Figure 2 Complexity of haplotype determination in diploid organisms. A segment of continuous sequence from a human subject has two SNP sites, position 249 G/A and position 264 A/C. There are four possible combinations of two SNPs representing four possible haplotypes. All four haplotypes or only a subset may be represented in the human population. Further analysis is needed to determine the true haplotypes of this subject
3.5. Verifying rare genetic variants
The advantage of polymorphism discovery studies on a large number of samples is being able to identify rare variants in the population. However, genetic variants observed only once should be verified through reamplification from original gDNA template followed by sequencing to rule out the possibility of Taq polymerase induced or other sequence analysis errors.
3.6. SNP haplotype assembly
Because of the predominant diploid character of the human genome (see above), SNP identification in fragmented sequences introduces an algorithmic problem for assembly of multiple SNP genotypes into true haplotypes. If there are two or more SNPs in a fragment of genomic sequence, it is impossible to determine the haplotype just from that sequence.The most reliable method for delineating haplotypes is to clone a DNA fragment containing multiple SNP sites into a bacterial plasmid vector. After transformation of cloned vector into bacteria, a single colony representing the sequence from one chromosome can be chosen for sequencing. (see Griffiths et al., 1996, pp. 424-432). The sequence of the fragment representing the other chromosome can be accurately inferred on the basis of the sequenced chromosome fragment. When multiple individuals are studied, haplotyping each individual using the cloning method is time consuming and costly. In such cases, algorithms that statistically infer haplotypes may be a more efficient approach (Table 2). When the number of individuals is large or family data exists, such statistical inference can be reasonably accurate (Salem et al., 2005).
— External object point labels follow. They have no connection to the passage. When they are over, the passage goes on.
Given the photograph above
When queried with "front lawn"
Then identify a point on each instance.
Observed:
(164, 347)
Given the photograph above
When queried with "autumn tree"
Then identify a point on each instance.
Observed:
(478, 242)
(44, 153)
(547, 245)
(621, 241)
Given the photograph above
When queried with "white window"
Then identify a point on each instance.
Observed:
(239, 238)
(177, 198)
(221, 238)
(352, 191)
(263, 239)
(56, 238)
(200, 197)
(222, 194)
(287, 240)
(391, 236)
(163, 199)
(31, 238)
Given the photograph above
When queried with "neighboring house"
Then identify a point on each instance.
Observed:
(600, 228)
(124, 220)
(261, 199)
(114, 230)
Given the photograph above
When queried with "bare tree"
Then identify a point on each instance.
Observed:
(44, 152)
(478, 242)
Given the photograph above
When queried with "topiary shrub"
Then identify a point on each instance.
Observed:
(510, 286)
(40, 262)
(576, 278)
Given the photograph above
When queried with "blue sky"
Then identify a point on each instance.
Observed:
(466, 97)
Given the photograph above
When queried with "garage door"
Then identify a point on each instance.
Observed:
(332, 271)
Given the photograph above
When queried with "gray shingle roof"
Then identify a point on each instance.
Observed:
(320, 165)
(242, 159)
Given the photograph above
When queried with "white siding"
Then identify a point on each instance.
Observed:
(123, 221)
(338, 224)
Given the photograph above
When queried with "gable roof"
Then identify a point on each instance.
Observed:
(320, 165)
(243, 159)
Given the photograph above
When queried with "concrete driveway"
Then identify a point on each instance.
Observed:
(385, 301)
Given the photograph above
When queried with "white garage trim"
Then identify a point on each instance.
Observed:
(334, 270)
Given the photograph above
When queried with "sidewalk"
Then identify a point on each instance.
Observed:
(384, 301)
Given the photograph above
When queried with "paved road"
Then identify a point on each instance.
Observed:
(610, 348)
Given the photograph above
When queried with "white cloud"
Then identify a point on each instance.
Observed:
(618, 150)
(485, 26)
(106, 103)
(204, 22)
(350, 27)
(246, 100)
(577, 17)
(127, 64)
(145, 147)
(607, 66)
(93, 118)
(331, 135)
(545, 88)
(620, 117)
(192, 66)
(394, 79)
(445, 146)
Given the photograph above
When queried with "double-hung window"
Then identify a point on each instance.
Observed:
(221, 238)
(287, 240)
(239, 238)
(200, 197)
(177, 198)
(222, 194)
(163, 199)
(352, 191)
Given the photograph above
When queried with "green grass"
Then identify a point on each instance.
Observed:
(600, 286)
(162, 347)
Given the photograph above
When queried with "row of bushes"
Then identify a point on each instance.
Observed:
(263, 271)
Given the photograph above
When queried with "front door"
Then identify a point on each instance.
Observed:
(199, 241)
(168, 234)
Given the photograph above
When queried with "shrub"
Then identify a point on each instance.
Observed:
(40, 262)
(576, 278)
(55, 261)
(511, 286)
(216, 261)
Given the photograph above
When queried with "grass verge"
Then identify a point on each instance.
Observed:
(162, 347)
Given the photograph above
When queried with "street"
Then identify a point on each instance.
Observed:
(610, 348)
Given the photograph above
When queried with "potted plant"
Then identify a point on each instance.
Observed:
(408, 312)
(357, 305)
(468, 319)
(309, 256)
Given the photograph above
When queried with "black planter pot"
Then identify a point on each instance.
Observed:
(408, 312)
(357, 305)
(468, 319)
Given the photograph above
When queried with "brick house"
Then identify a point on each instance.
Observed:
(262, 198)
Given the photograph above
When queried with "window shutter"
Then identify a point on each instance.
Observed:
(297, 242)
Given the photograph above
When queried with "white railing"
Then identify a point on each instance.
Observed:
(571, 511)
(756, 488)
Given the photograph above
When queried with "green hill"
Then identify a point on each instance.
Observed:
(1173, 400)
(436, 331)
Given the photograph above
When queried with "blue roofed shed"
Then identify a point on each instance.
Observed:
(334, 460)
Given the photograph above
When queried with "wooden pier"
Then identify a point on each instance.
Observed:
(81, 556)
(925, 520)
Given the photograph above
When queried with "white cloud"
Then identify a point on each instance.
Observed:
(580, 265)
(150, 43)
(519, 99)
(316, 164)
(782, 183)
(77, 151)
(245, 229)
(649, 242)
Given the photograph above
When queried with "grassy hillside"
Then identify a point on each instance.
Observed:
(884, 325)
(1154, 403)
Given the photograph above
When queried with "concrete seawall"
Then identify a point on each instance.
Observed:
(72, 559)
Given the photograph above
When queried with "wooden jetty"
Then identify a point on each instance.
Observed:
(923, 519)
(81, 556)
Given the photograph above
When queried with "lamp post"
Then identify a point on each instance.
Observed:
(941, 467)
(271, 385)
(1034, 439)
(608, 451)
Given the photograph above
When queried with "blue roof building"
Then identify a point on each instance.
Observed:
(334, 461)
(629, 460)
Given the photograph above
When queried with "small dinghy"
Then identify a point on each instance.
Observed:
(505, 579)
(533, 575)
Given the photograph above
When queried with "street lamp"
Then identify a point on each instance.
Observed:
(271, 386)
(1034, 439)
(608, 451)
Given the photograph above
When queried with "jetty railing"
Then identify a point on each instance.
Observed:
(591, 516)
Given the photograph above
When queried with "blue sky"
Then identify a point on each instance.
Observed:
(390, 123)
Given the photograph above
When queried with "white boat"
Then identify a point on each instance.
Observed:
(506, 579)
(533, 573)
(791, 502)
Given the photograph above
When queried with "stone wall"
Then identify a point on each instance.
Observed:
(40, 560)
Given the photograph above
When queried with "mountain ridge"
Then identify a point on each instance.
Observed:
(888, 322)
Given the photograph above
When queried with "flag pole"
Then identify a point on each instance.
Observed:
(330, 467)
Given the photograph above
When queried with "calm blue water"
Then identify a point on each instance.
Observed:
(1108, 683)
Polymorphism discovery relies heavily on sequencing-based methods of detection as presented here, however, other nonsequencing-based alternatives have been used. For example, the denaturing high-performance liquid chromatography (dHPLC) method, which utilizes the different mobility of homo- versus heteroduplexes of PCR amplicons during liquid chromatography under partial denaturing conditions, has successfully been employed for SNP discovery (Han et al., 2004). Such nonsequence-based genotype detection methods must be followed up with sequencing to determine the actual sequence change of the variant. Once SNPs and other polymorphisms have been discovered, one of the alternate high- or moderate-throughput strategies for genotyping large numbers of individuals can be employed as these will be more efficient than direct sequencing when the investigator is interested in typing subjects at single polymorphic sites (reviewed in Kwok, 2001; Gut, 2001).